In case any sidewalk shall not be constructed or relaid within the time specified by the Council, or in the manner required by the provisions of this chapter, the City Engineer shall construct or relay the same, unless otherwise ordered by the Council, and shall keep an accurate record of the expense of such construction or relaying, including his own time, and the amount of such expenses, properly itemized, shall be reported to the Council, duly verified by the City Manager. Such report shall also contain a description of the lot or premises upon or in respect to which the expense was incurred and the name of the owner, if known, chargeable therewith. The expense of the construction or relaying of such sidewalk shall be assessed to the owner in the manner provided in Section 15.19 of the Charter of the City.

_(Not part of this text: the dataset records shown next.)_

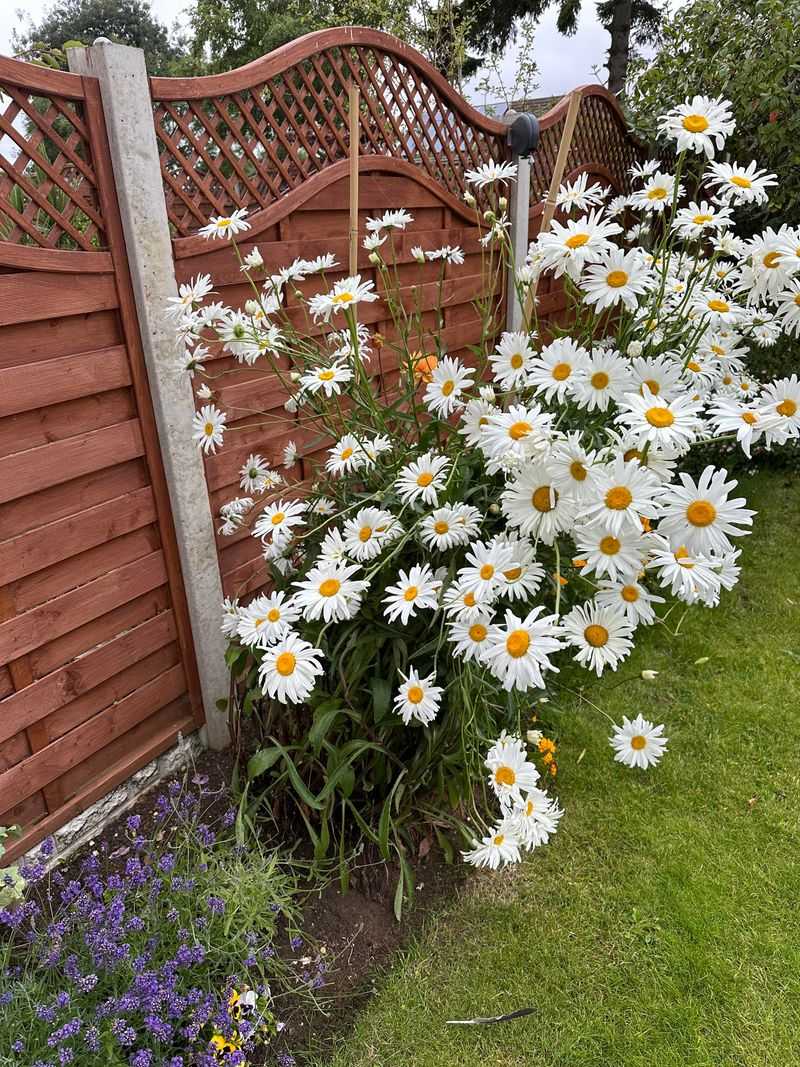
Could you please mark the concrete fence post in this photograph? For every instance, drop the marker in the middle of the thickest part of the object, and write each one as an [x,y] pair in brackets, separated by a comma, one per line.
[128,111]
[523,139]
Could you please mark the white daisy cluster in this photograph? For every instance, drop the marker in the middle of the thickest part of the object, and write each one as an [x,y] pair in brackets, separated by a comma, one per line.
[528,815]
[524,505]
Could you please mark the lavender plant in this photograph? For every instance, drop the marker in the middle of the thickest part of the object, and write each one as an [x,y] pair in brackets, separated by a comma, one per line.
[160,952]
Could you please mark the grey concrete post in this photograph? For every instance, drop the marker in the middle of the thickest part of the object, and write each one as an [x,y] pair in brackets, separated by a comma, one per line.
[128,110]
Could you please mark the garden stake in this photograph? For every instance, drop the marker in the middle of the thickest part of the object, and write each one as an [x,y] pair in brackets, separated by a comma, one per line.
[558,173]
[353,114]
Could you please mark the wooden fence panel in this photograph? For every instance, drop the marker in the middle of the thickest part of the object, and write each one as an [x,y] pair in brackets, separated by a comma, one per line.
[97,673]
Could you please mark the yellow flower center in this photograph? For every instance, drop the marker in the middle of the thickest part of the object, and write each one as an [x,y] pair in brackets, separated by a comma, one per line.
[596,635]
[660,417]
[544,498]
[617,279]
[285,664]
[619,498]
[701,513]
[520,430]
[506,776]
[517,643]
[696,124]
[609,545]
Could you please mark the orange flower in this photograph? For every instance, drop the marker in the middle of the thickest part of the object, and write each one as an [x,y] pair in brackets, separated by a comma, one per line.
[424,367]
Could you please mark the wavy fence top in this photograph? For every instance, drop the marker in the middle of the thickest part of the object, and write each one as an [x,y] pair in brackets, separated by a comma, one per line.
[48,186]
[246,138]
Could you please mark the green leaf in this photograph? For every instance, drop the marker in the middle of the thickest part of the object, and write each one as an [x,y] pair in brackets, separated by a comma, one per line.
[262,760]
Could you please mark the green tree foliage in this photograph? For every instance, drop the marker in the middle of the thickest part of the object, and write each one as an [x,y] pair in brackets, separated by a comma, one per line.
[228,33]
[748,51]
[81,21]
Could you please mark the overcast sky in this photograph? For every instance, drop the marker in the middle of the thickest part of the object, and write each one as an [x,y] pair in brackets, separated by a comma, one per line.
[563,62]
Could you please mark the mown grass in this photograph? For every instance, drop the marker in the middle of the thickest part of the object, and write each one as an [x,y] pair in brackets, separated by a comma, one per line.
[661,927]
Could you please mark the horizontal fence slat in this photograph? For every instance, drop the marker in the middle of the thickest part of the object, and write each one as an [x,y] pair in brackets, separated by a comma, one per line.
[30,296]
[53,381]
[37,468]
[63,614]
[83,674]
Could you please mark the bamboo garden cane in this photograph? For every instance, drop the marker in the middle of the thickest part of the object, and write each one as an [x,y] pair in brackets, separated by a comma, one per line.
[558,173]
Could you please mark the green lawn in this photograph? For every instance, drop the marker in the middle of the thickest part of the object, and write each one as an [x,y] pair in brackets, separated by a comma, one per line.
[661,926]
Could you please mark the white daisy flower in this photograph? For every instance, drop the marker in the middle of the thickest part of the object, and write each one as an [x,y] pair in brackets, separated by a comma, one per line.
[510,770]
[496,850]
[208,427]
[511,361]
[277,520]
[699,125]
[630,598]
[625,491]
[415,589]
[253,474]
[654,420]
[553,372]
[446,387]
[329,379]
[417,698]
[289,669]
[618,555]
[422,479]
[346,292]
[602,635]
[700,514]
[517,653]
[267,619]
[226,225]
[330,591]
[568,248]
[740,185]
[638,743]
[368,532]
[532,505]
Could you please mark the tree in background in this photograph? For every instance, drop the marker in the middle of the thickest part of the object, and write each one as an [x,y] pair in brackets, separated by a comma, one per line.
[746,50]
[81,21]
[629,22]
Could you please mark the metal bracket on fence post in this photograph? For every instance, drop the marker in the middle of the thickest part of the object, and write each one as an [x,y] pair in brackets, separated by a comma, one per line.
[128,111]
[523,138]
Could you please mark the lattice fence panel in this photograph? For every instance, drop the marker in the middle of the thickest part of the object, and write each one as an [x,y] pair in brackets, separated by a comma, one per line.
[248,148]
[48,188]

Sec. 32-19 Repair of sidewalks upon notice of City Clerk—generally.

[Code 1955, § 5-1.4; Ord. No. 846]
Whenever any sidewalk shall require repair, reconstruction or rehabilitation, the Council shall, by resolution, direct the City Clerk to serve notice and conduct a public hearing in the same manner as set forth in Section 32-18, the terms of which are incorporated herein by reference. Upon conclusion of the public hearing, the Council shall, by resolution, determine the necessity of the repair, reconstruction or rehabilitation of the sidewalk and order that the sidewalk be reconstructed, repaired or rehabilitated within 30 days of the public hearing.

Sec. 32-20 Same—Repair by City Engineer upon failure of owner to comply with notice; expense.

[Code 1955, § 5-1.4; Ord. No. 846]
If a sidewalk designated by the Council is not repaired, reconstructed or rehabilitated within the time fixed in the resolution of the Council, the City Engineer shall proceed to repair, reconstruct or rehabilitate such sidewalk at the expense of the owner of the abutting lot or premises. The City Engineer shall maintain an itemized account for all expenses incurred, which shall be reported to the Council and verified by the City Manager. The Council shall assess the costs of the repair, restoration and reconstruction of the sidewalk in the manner set forth in Section 15.20 of the Charter.